Another concern for U.S. dairy producers is their heavy debt load. Those who rely on purchased feed continue to struggle. In addition, getting a construction loan to build a new facility remains impossible for most dairies.
USDA forecasts U.S. milk output next year at an all-time high of 205.3 billion pounds. (Photo: Catherine Merlo)
Another possible bearish factor is 2014’s expected surge in milk production. USDA forecasts U.S. milk output next year at an all-time high of 205.3 billion pounds. That will come as expected stronger milk prices and lower feed costs support a more rapid increase in cow numbers and output per cow, USDA noted. That added milk could pressure prices.

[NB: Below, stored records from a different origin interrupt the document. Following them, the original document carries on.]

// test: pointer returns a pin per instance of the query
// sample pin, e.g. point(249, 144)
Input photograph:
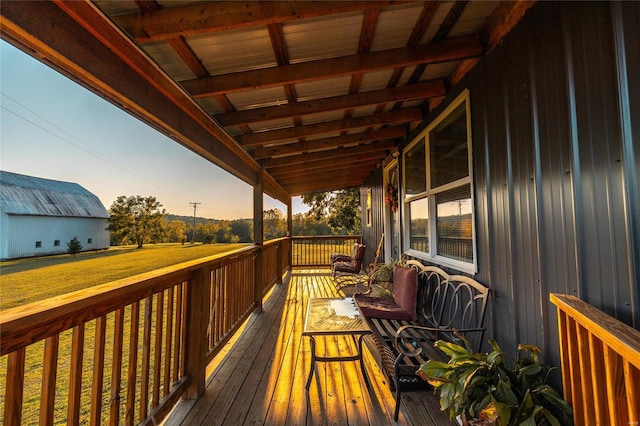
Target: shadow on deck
point(259, 376)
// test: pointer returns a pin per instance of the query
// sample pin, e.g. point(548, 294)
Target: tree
point(341, 209)
point(74, 247)
point(274, 224)
point(136, 219)
point(243, 229)
point(176, 231)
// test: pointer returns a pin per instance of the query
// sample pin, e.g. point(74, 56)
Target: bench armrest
point(417, 351)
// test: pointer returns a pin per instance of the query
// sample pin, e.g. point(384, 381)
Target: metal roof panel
point(395, 25)
point(28, 195)
point(234, 51)
point(325, 37)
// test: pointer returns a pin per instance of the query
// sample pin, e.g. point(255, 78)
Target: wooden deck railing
point(315, 251)
point(600, 364)
point(125, 352)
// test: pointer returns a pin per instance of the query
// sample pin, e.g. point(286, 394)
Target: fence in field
point(125, 352)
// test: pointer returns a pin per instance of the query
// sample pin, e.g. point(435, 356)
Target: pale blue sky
point(51, 127)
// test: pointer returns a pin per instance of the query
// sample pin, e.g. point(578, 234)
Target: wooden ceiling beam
point(326, 186)
point(501, 21)
point(330, 143)
point(292, 133)
point(373, 149)
point(356, 174)
point(425, 90)
point(442, 51)
point(316, 167)
point(219, 16)
point(330, 163)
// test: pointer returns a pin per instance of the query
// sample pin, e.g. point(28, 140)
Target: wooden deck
point(260, 375)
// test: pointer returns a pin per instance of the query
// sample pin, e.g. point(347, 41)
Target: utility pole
point(193, 233)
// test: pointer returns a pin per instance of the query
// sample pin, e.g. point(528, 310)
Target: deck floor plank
point(259, 377)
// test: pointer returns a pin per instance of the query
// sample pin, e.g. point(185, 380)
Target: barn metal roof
point(300, 96)
point(34, 196)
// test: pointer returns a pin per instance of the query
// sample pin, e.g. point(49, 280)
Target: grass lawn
point(28, 280)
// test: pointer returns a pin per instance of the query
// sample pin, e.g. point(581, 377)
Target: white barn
point(40, 216)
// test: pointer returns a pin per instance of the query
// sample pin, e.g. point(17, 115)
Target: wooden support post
point(258, 239)
point(197, 318)
point(279, 253)
point(289, 234)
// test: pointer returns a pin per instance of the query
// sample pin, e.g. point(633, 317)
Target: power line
point(193, 234)
point(83, 146)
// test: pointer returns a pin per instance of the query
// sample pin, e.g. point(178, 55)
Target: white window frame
point(431, 194)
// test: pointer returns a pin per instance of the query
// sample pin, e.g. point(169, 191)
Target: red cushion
point(381, 307)
point(405, 289)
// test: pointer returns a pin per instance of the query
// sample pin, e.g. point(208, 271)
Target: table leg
point(313, 361)
point(361, 357)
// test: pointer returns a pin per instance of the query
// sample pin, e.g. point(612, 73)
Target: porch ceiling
point(315, 93)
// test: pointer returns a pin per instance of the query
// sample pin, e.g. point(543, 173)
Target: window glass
point(448, 148)
point(438, 205)
point(419, 225)
point(455, 224)
point(415, 169)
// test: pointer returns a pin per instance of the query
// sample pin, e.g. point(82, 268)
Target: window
point(439, 214)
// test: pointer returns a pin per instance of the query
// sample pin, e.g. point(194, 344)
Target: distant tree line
point(142, 220)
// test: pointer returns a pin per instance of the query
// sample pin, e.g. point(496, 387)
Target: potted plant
point(486, 389)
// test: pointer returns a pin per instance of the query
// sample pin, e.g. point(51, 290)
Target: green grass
point(29, 280)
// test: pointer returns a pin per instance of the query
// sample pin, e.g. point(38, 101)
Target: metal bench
point(448, 307)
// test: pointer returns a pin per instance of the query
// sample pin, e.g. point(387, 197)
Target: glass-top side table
point(331, 316)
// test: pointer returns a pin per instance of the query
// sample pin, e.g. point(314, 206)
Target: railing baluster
point(584, 360)
point(49, 377)
point(75, 382)
point(598, 377)
point(632, 383)
point(603, 387)
point(157, 360)
point(146, 355)
point(178, 362)
point(14, 388)
point(168, 339)
point(116, 373)
point(615, 386)
point(95, 415)
point(130, 411)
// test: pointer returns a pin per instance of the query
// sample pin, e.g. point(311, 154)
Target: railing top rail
point(619, 336)
point(328, 237)
point(23, 325)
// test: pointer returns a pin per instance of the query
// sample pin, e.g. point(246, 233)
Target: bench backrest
point(451, 302)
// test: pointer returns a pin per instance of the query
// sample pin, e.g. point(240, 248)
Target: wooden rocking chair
point(344, 272)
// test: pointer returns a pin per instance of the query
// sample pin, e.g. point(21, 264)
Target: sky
point(50, 127)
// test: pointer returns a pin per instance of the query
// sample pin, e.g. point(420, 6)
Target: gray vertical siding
point(555, 113)
point(371, 234)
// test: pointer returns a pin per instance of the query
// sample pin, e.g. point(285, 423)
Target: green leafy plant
point(486, 389)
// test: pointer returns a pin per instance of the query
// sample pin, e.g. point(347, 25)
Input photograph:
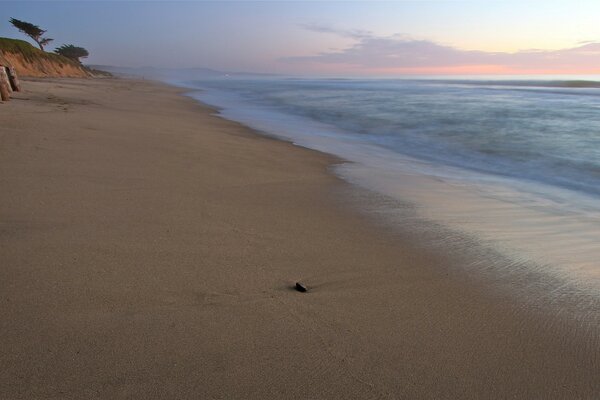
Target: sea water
point(514, 162)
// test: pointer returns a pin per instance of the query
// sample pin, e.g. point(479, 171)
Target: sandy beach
point(148, 250)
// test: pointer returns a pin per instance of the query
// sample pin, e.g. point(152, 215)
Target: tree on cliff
point(33, 31)
point(72, 52)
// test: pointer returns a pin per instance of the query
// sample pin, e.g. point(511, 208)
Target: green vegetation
point(30, 53)
point(72, 52)
point(31, 30)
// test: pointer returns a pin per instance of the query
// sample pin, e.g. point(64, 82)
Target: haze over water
point(513, 162)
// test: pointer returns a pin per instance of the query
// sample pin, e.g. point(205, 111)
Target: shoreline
point(163, 240)
point(487, 207)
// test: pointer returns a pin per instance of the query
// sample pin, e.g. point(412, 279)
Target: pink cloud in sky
point(399, 54)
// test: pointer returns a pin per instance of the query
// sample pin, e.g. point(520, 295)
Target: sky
point(336, 38)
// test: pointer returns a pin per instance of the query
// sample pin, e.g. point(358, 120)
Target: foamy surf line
point(552, 229)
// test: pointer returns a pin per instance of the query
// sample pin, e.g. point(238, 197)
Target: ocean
point(514, 163)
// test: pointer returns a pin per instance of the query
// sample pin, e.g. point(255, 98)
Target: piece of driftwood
point(301, 287)
point(4, 85)
point(14, 79)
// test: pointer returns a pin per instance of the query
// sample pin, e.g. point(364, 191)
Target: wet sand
point(148, 251)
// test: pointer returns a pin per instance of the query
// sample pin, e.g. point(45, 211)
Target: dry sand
point(147, 251)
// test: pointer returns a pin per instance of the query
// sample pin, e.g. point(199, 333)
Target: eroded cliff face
point(44, 67)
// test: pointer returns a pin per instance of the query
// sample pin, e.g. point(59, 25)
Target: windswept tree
point(72, 52)
point(33, 31)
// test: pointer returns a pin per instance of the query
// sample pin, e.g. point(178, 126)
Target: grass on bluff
point(31, 54)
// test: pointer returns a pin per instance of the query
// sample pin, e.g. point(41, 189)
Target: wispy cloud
point(399, 52)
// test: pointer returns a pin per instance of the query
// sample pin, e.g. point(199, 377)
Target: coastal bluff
point(31, 62)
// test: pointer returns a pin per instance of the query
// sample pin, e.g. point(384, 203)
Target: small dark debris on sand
point(301, 287)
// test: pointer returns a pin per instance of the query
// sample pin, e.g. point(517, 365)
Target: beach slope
point(149, 250)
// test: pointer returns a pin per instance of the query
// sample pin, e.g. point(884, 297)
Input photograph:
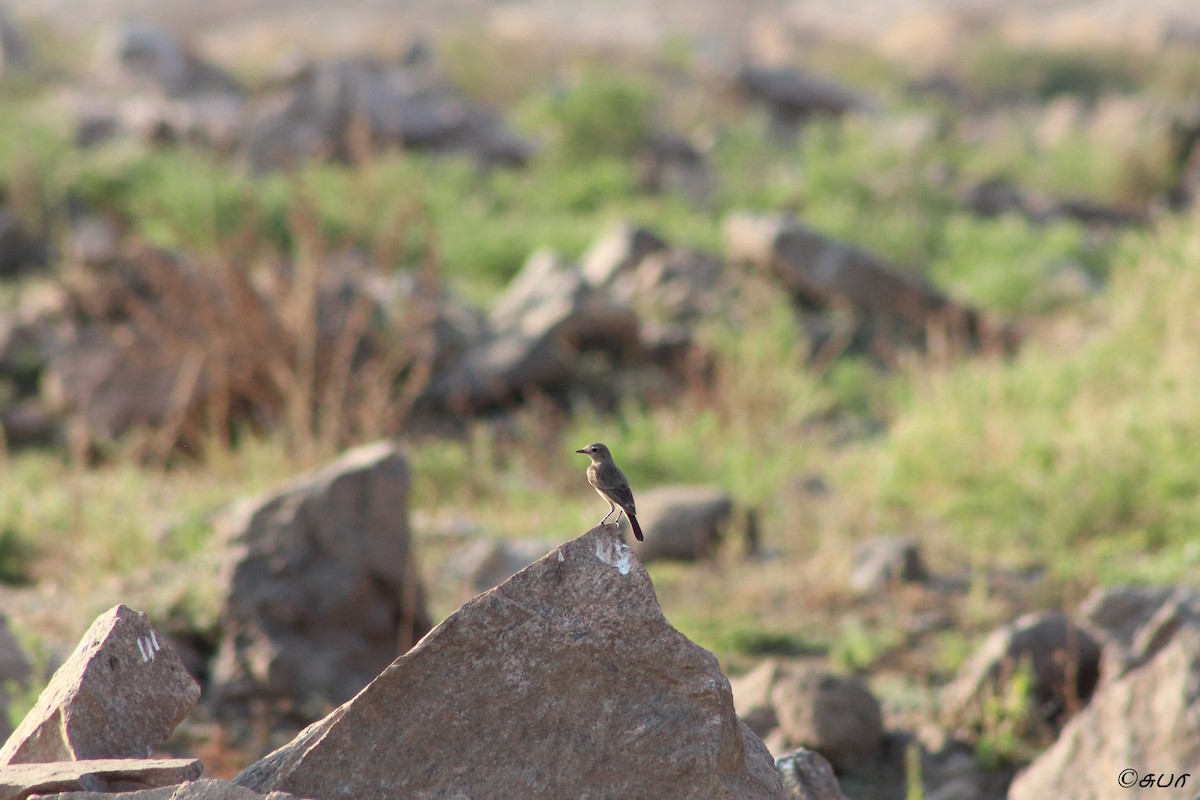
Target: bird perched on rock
point(611, 483)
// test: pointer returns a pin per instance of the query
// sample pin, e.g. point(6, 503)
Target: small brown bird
point(611, 483)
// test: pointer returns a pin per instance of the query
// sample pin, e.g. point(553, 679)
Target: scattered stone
point(1143, 721)
point(550, 299)
point(618, 251)
point(834, 715)
point(1063, 657)
point(144, 55)
point(499, 373)
point(885, 561)
point(1119, 613)
point(15, 672)
point(119, 696)
point(15, 53)
point(565, 680)
point(684, 523)
point(21, 252)
point(795, 97)
point(486, 564)
point(996, 197)
point(321, 587)
point(823, 272)
point(201, 789)
point(346, 108)
point(808, 776)
point(103, 775)
point(669, 162)
point(751, 695)
point(678, 284)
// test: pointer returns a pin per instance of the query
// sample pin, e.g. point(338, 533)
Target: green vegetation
point(1078, 453)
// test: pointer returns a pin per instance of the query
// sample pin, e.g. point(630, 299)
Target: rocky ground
point(567, 674)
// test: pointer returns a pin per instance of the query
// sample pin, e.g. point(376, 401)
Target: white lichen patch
point(616, 554)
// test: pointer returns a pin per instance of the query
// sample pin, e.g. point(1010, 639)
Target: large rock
point(565, 680)
point(834, 715)
point(202, 789)
point(1063, 660)
point(1134, 623)
point(549, 299)
point(1139, 727)
point(684, 523)
point(539, 326)
point(106, 775)
point(489, 563)
point(808, 776)
point(825, 272)
point(119, 696)
point(321, 587)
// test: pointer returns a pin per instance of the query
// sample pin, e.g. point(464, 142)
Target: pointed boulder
point(120, 695)
point(565, 680)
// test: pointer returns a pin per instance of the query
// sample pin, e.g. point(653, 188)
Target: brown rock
point(15, 672)
point(808, 776)
point(119, 695)
point(486, 564)
point(618, 251)
point(883, 561)
point(1144, 721)
point(563, 681)
point(108, 775)
point(321, 584)
point(751, 693)
point(795, 96)
point(1063, 657)
point(834, 715)
point(682, 522)
point(1134, 623)
point(828, 274)
point(202, 789)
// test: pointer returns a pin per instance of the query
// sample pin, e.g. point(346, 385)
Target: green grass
point(1063, 451)
point(1077, 452)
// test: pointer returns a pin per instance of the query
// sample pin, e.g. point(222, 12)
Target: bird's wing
point(618, 487)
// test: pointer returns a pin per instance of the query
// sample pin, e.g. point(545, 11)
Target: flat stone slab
point(106, 775)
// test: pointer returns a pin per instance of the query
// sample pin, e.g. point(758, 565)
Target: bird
point(610, 482)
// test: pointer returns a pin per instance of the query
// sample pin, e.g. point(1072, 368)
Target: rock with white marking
point(565, 680)
point(106, 775)
point(119, 695)
point(322, 589)
point(202, 789)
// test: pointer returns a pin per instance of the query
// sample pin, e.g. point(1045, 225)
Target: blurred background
point(887, 310)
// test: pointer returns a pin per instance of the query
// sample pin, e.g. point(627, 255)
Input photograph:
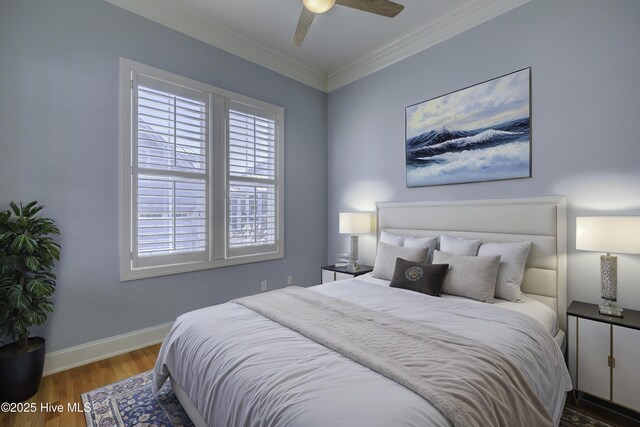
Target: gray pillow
point(459, 246)
point(513, 258)
point(385, 263)
point(469, 276)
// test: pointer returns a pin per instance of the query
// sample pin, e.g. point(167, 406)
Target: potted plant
point(27, 254)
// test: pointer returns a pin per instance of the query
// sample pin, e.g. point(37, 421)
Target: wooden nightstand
point(331, 273)
point(604, 354)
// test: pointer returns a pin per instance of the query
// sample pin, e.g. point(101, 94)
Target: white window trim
point(217, 235)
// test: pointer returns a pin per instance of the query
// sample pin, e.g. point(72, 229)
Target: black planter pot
point(21, 371)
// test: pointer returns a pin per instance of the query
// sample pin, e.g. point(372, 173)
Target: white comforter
point(240, 369)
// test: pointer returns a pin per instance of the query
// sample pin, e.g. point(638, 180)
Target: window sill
point(166, 270)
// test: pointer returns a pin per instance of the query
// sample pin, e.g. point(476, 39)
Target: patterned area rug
point(130, 402)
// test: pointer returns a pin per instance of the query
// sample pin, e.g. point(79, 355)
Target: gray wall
point(59, 145)
point(586, 108)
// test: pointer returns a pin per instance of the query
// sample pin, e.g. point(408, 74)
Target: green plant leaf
point(15, 208)
point(32, 263)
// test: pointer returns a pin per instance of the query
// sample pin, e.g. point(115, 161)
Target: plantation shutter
point(169, 171)
point(252, 181)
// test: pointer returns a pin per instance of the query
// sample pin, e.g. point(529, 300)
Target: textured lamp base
point(609, 283)
point(353, 254)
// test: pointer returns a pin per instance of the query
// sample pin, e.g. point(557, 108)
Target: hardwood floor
point(65, 387)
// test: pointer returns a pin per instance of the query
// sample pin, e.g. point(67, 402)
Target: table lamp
point(617, 234)
point(354, 223)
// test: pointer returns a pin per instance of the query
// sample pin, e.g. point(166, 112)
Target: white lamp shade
point(611, 234)
point(318, 6)
point(355, 223)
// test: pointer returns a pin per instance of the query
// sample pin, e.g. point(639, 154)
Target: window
point(201, 182)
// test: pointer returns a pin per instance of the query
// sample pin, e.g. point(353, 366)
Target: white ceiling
point(341, 46)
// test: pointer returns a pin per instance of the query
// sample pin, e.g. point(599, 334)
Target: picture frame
point(477, 134)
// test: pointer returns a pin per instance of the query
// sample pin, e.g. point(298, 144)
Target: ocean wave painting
point(481, 133)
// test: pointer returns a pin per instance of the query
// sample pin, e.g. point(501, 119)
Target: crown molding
point(432, 32)
point(188, 22)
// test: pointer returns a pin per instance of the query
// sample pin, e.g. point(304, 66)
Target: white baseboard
point(79, 355)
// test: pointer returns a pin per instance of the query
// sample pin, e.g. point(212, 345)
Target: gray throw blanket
point(469, 383)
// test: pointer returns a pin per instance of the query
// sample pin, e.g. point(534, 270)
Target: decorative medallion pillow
point(419, 277)
point(386, 259)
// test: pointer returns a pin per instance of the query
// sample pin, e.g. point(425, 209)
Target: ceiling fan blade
point(306, 18)
point(379, 7)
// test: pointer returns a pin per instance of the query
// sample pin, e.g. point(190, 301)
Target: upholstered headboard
point(542, 220)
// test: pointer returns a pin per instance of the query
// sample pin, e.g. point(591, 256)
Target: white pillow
point(391, 239)
point(469, 276)
point(422, 242)
point(513, 258)
point(386, 257)
point(459, 246)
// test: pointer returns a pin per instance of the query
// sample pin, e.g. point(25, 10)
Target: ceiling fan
point(313, 7)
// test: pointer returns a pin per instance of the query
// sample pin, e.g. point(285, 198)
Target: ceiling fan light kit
point(313, 7)
point(318, 6)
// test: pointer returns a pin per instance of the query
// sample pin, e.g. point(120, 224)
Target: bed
point(234, 365)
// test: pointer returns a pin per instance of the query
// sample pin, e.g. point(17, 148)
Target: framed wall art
point(480, 133)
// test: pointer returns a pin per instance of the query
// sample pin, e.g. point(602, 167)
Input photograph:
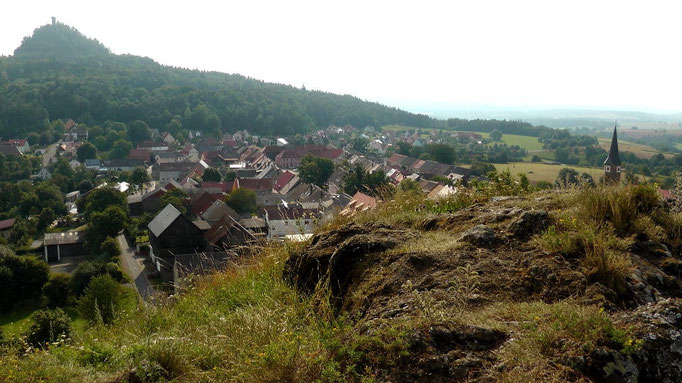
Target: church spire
point(612, 165)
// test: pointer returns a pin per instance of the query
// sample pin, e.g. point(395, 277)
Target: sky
point(411, 54)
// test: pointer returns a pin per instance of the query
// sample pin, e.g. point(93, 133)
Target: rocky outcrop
point(529, 223)
point(480, 236)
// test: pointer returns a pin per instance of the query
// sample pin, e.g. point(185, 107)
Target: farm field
point(545, 172)
point(639, 150)
point(531, 144)
point(19, 321)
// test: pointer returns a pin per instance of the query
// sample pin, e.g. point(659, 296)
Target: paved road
point(134, 269)
point(49, 153)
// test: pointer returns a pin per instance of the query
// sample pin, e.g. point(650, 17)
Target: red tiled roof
point(6, 224)
point(283, 180)
point(139, 154)
point(17, 142)
point(253, 184)
point(204, 202)
point(223, 186)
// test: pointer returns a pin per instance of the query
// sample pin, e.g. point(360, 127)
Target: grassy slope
point(17, 322)
point(641, 151)
point(247, 324)
point(544, 172)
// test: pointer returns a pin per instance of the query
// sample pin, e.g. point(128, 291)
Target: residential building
point(171, 233)
point(59, 245)
point(6, 226)
point(290, 219)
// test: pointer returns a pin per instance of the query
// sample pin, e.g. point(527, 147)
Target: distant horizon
point(526, 56)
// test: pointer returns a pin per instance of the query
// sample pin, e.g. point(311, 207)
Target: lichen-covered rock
point(529, 223)
point(480, 236)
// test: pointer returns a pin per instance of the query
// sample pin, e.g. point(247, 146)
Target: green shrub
point(49, 326)
point(110, 248)
point(100, 303)
point(21, 277)
point(57, 290)
point(89, 269)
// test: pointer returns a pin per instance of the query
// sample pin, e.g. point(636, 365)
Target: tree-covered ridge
point(59, 40)
point(59, 73)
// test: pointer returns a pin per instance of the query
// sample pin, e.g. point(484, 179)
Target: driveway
point(67, 265)
point(50, 152)
point(132, 265)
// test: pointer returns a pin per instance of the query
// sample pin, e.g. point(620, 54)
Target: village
point(203, 171)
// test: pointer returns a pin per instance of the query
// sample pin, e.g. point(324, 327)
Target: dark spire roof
point(614, 157)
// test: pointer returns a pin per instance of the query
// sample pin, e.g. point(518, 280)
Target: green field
point(531, 144)
point(18, 321)
point(639, 150)
point(545, 172)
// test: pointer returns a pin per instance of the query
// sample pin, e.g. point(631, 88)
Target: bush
point(57, 290)
point(110, 248)
point(49, 326)
point(88, 270)
point(20, 277)
point(100, 303)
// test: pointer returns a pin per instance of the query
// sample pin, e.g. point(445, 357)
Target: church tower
point(612, 165)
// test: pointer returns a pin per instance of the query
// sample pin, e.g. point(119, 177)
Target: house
point(172, 171)
point(400, 162)
point(7, 150)
point(289, 219)
point(202, 200)
point(75, 133)
point(121, 165)
point(226, 234)
point(256, 225)
point(170, 233)
point(68, 123)
point(359, 203)
point(260, 186)
point(169, 157)
point(140, 155)
point(217, 211)
point(285, 179)
point(21, 144)
point(72, 196)
point(6, 227)
point(153, 146)
point(43, 174)
point(93, 164)
point(145, 203)
point(167, 138)
point(59, 245)
point(291, 158)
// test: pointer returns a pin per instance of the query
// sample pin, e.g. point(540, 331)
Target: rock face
point(529, 223)
point(365, 270)
point(480, 235)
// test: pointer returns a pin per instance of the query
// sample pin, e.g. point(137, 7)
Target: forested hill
point(59, 73)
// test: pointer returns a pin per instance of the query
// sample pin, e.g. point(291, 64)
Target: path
point(50, 152)
point(131, 265)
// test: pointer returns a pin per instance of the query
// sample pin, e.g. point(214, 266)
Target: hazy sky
point(599, 54)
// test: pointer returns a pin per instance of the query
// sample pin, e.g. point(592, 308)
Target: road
point(132, 267)
point(50, 152)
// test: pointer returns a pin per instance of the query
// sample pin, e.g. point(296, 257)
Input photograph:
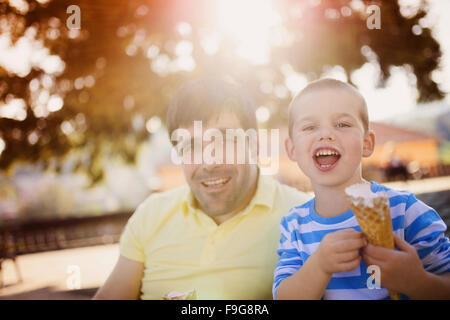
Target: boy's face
point(328, 137)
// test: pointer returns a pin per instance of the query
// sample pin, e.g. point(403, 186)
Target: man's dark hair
point(201, 100)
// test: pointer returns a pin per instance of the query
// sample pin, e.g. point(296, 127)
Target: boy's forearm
point(431, 286)
point(308, 283)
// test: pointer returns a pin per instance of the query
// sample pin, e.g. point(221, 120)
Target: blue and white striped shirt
point(302, 230)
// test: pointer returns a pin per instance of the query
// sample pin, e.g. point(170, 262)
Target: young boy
point(322, 253)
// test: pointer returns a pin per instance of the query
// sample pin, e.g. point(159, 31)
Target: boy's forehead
point(334, 101)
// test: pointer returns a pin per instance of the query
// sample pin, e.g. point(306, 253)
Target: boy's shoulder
point(300, 210)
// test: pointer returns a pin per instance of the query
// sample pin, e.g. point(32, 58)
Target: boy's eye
point(342, 125)
point(308, 128)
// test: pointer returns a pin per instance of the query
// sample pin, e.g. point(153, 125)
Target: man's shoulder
point(159, 204)
point(289, 197)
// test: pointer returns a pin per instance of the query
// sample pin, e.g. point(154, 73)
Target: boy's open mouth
point(326, 159)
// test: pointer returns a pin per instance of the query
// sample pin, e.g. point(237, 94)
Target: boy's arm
point(124, 282)
point(338, 252)
point(309, 282)
point(402, 271)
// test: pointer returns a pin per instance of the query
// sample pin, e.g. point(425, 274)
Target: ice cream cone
point(374, 217)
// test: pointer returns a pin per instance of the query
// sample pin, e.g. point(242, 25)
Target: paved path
point(45, 274)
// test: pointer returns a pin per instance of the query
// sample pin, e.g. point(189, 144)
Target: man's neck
point(332, 201)
point(222, 218)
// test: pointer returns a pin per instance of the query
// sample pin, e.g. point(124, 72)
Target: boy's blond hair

"Milk prices won’t collapse, but they may drop to $16.70 per cwt. by February," says Robert Cropp, professor emeritus at the University of Wisconsin-Madison and a well-known dairy marketing specialist.
Jerry Dryer, editor of the Dairy & Food Market Analyst newsletter, expects Class III prices to dip to $16 per cwt. in the third quarter of 2014 before rising to $16.75 in the fourth quarter.
Dryer is also paying close attention to Class IV prices, which represent dairy powder products. With strong overseas demand for skim milk and whole milk powder – and Dairy Farmers of America’s new powder plant in Nevada coming online – Dryer sees Class IV strength ahead. "Class IV prices are going to get the lift," he says.
The U.S. won’t be the only major milk producer to ramp up milk output. Global players like New Zealand and the European Union will be back in competition after 2013’s weather setbacks. Typically, the two regions each account for 30-35% of the world’s dairy exports. The drought that constricted New Zealand’s milk output – and dairy exports -- this year has abated, leading market watchers to project more production in 2014. The weather conditions that hampered EU milk production this year also have improved, raising prospects for greater milk supplies in the coming months.
Their recovery could slow U.S. exports, says Cropp.
Levitt, however, thinks 2013’s tight global milk supplies mean supply pipelines need to be filled in the year ahead. "Production will come back, but it will be absorbed by pent-up demand," he predicts.
Since 2005, U.S. milk production has increased 14%, a gain of 24 billion pounds. "That growth has been enabled, in large part, by expanding export markets," adds Levitt. "Since 2005, more than half of the ‘new’ milk produced by U.S. dairy farmers has been turned into a dairy product that has been sold overseas. Exports have been a clear path to growth for U.S. dairy farmers."